I did not want to hear a single word more coming out of his mouth. Pfft. He got needs. Woah, I'm so surprised. Does he really think that I'm not sexually frustrated too? Because let me tell you, I am. Big time. But that does not mean that I'm just going to have sex with him to feel "relived". If we ever were to have sex it wouldn't be because of some stupid needs, it would be because we'd want to be closer, experience something deeper together. 

"Oh my god, you are so fucking stupid," I was beyond mad. To stop myself from actually physically hurting him I had to leave the room. I did not even look at him before I opened the door and slammed it shut. I could hear Samuel call after me through the door, but honestly I did not give a fuck. How ironic.

Lindsay did not look just a little surprised when I came storming into her room, making her jump at the sudden noise when the door opened. I feel bad for disturbing her peace, but I just did not know where or who else to go to. I really wanted to call Brent, but considering that he still had not uttered a single word to me, he was most likely not going to answer. 

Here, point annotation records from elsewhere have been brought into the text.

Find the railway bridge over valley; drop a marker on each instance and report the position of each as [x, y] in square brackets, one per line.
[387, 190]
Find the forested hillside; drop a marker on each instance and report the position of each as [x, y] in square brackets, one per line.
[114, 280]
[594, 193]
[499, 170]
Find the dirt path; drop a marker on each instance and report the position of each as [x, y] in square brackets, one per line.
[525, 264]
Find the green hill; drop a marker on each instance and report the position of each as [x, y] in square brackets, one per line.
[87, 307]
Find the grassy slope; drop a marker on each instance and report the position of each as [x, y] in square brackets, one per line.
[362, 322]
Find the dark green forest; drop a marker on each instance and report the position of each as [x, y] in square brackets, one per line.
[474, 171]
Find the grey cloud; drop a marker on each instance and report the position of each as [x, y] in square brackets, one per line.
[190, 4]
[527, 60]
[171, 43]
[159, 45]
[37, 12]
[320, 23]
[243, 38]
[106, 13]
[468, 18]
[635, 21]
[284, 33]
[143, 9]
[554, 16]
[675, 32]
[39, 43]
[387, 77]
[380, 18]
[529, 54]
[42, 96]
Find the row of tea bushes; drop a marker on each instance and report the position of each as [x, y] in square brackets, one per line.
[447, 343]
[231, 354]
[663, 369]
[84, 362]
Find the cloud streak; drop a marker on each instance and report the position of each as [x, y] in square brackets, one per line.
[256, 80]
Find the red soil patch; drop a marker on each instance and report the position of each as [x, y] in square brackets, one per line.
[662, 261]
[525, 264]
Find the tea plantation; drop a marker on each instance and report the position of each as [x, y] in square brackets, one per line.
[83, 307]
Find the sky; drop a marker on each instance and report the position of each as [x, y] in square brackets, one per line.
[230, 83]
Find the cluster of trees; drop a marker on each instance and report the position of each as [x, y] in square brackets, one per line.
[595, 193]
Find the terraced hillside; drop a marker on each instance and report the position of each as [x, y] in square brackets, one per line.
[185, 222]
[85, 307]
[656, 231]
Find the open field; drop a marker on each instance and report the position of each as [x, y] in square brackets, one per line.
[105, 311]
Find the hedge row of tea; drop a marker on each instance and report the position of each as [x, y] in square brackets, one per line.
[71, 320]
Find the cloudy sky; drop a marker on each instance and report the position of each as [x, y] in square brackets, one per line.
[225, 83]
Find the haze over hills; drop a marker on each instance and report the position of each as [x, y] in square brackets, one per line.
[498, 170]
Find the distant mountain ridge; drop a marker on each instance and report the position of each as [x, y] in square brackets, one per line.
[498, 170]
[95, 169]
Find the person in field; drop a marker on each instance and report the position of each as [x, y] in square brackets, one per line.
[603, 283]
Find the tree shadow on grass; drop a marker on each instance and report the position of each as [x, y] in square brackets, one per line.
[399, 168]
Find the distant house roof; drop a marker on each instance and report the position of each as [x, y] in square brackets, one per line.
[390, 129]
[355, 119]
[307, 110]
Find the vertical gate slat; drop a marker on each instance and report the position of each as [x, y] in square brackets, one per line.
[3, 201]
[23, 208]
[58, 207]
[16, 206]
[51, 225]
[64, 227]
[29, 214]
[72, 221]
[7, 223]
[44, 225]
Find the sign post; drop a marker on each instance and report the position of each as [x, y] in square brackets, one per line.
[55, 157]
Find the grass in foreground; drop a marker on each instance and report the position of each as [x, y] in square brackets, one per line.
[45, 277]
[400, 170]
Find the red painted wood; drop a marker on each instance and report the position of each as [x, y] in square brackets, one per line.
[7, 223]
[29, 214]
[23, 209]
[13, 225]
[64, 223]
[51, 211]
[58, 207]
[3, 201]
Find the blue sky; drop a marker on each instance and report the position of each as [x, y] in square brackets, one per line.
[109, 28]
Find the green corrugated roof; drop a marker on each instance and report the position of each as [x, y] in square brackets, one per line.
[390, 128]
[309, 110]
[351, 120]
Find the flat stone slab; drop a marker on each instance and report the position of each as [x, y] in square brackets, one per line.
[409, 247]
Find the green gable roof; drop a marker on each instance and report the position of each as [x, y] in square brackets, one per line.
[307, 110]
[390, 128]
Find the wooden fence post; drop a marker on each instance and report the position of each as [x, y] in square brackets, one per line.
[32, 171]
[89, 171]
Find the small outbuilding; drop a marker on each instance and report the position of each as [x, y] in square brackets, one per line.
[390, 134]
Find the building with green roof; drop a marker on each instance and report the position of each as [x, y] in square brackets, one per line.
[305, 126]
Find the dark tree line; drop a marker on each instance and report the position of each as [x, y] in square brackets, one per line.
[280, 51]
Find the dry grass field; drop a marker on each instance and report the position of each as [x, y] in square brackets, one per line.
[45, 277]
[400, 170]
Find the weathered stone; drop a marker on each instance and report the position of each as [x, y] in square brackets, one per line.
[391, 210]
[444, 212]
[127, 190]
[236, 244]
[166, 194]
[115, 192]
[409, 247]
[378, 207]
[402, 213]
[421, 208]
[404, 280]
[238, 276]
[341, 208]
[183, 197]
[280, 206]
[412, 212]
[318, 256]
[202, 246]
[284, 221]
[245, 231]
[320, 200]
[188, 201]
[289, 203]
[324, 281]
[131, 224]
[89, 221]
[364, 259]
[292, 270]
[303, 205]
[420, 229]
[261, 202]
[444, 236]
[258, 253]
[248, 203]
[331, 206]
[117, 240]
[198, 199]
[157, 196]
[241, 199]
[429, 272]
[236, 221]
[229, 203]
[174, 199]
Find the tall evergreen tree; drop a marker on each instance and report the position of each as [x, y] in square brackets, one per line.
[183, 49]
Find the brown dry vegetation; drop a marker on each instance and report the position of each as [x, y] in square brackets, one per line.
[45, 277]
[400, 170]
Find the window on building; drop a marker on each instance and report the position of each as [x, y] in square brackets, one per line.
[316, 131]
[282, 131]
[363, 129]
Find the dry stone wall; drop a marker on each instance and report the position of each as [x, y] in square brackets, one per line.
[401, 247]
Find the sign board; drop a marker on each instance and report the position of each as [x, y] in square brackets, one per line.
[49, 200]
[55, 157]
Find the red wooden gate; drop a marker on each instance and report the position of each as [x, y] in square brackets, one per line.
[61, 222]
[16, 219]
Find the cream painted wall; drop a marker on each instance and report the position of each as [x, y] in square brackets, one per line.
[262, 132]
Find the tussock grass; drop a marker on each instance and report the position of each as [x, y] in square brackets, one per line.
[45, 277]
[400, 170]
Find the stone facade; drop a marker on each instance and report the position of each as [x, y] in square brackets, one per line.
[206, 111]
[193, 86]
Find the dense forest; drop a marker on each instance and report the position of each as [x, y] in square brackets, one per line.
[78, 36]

The whole room smelled of nail-polish, and it was not until I saw her freshly painted, light pink, nails I understood why. She had unplugged her headphones the moment she saw me and had moved from a laying down to a sitting up position. 

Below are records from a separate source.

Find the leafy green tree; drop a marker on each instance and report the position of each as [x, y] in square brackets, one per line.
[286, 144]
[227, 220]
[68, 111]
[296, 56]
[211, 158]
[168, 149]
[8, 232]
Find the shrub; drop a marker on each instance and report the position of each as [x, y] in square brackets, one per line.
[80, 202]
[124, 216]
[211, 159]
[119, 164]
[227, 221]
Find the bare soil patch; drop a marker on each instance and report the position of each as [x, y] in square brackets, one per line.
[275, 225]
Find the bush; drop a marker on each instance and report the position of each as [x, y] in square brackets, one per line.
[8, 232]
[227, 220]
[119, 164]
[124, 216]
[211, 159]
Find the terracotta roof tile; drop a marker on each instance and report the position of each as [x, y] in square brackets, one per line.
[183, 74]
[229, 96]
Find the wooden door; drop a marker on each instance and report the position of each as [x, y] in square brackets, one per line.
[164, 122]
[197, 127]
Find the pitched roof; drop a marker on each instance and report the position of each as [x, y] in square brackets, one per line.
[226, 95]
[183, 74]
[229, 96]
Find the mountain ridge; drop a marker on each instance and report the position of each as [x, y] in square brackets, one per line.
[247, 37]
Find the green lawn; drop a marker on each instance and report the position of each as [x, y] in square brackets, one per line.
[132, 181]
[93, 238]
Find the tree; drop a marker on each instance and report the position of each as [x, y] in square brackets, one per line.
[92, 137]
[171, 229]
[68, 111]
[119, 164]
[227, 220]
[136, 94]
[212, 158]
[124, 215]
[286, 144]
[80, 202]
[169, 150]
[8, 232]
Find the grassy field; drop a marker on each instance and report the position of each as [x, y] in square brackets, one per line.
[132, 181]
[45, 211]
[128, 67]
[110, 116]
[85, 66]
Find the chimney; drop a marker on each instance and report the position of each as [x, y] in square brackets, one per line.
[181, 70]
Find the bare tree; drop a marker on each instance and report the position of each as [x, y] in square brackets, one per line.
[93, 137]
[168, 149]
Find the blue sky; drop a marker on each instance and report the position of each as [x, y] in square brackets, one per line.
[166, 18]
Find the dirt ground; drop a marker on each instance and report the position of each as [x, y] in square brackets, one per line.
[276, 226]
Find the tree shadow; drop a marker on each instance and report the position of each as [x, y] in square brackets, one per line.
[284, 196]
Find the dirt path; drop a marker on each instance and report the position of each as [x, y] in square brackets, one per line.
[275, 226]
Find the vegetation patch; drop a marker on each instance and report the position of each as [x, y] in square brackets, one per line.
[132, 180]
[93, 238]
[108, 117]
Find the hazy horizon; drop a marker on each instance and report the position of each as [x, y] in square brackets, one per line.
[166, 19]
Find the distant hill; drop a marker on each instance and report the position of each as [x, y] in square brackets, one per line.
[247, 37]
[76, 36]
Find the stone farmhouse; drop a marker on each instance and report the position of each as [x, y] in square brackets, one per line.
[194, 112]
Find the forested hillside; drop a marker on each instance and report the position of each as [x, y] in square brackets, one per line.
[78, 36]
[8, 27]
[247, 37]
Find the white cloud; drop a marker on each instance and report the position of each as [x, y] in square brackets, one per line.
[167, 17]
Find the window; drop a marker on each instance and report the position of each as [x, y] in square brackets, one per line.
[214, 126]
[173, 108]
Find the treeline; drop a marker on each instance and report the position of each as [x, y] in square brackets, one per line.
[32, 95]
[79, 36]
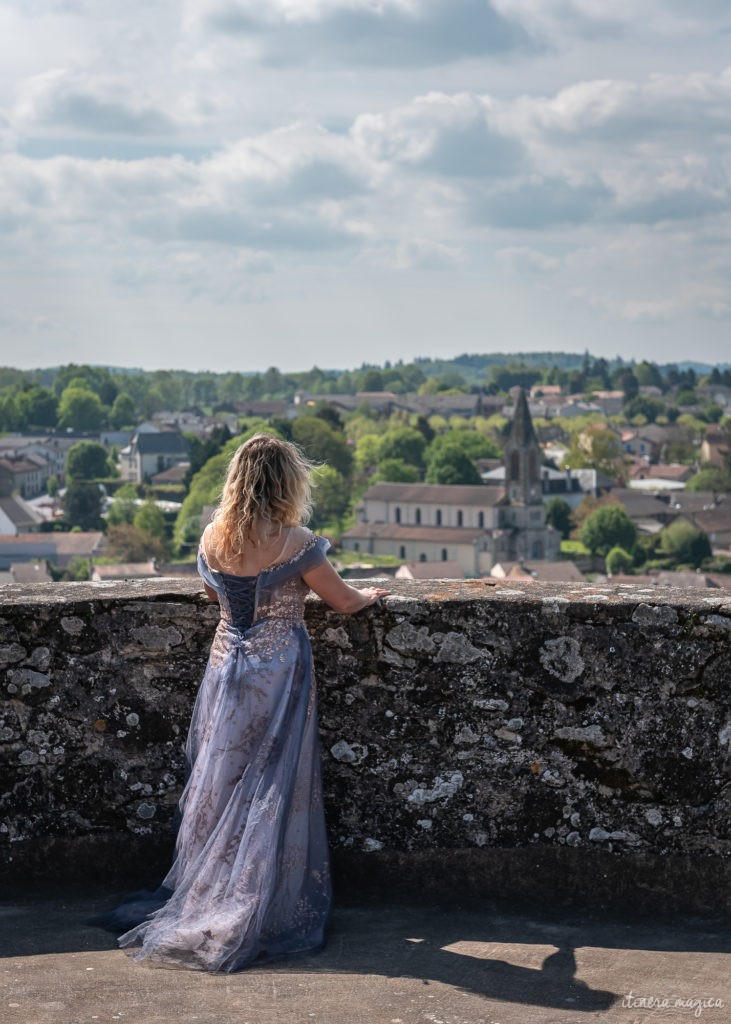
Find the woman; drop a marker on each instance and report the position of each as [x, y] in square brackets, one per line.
[251, 879]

"What is going on?" She asked obviously confused to why I was not spending every breathing second I could with Samuel. 

"Long story short, your fucktard of a brother is an idiot! That is was going on, so if you don't mind I'm going to be in here for a while," I replied trying to restrain the anger in my voice. Just thinking about it made me want to break something. I actually thought he knew that that kind of intimacy was a touchy subject to me, having met and heard about Arrow before.

Lindsay let out a long sigh before patting the space next to her on the bed. I did not hesitate to curl up on the bed beside her. "Unfortunately that does not surprise me... Do you want to talk about it?" She asked and put an arm around me, though very carefully to not mess up her nails. 

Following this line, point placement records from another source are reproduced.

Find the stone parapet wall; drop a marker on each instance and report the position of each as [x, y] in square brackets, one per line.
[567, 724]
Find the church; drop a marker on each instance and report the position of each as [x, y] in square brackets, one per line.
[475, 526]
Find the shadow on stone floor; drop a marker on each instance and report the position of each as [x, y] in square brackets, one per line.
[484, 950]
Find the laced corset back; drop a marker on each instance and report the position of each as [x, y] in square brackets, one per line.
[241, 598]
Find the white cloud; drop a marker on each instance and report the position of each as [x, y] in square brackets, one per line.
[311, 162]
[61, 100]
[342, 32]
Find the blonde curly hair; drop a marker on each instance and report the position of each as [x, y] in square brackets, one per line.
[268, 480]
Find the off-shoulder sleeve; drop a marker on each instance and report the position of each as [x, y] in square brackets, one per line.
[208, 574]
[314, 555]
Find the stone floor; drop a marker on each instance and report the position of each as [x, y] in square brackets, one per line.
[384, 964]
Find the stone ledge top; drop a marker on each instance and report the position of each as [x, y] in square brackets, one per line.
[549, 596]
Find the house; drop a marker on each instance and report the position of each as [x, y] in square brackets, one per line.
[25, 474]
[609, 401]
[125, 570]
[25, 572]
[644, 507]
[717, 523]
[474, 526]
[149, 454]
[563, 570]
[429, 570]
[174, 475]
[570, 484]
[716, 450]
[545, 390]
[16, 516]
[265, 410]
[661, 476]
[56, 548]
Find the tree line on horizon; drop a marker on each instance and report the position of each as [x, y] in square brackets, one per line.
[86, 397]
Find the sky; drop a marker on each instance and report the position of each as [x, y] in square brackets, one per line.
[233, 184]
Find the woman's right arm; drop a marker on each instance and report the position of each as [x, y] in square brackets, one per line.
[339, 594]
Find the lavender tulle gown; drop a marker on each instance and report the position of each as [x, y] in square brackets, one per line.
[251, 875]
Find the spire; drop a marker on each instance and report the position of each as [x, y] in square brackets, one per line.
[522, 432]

"I'd rather not," I murmured trying not to let any tears fall as Lindsay comforted me by rubbing her hand up and down my arm. It worked to some degree, but I really wished I had Brent with me, however it is sort of my own fault for making him this upset with me. A few tears started to make their way down my cheeks when I thought about how much he must hate me if he refuses to acknowledge me. 

"Hey, whatever it is I'm sure it will be okay," Lindsay tried to cheer my mood up but it really did not work. Brent hates me and Samuel is mad because we haven't had sex yet. It really sucks to be in a conflict with two of your closest friends at the same time. 

"I'm not sure if it will. Brent hasn't spoken with me since over three weeks ago and Samuel just confessed that he wanted us to have sex because he has needs," my throat started to close up the longer I spoke and I'm not surprised if poor Lindsay couldn't understand what I said.

"Sweetie, Brent will come around sooner or later, don't worry. Also after that we've let my brother suffer in his loneliness for a while, I'll knock some sense into his head, how about that?" She gave me a small smile, earning one back from me. She really was a great friend and if I would not have had her I'd feel extremely lonely right now.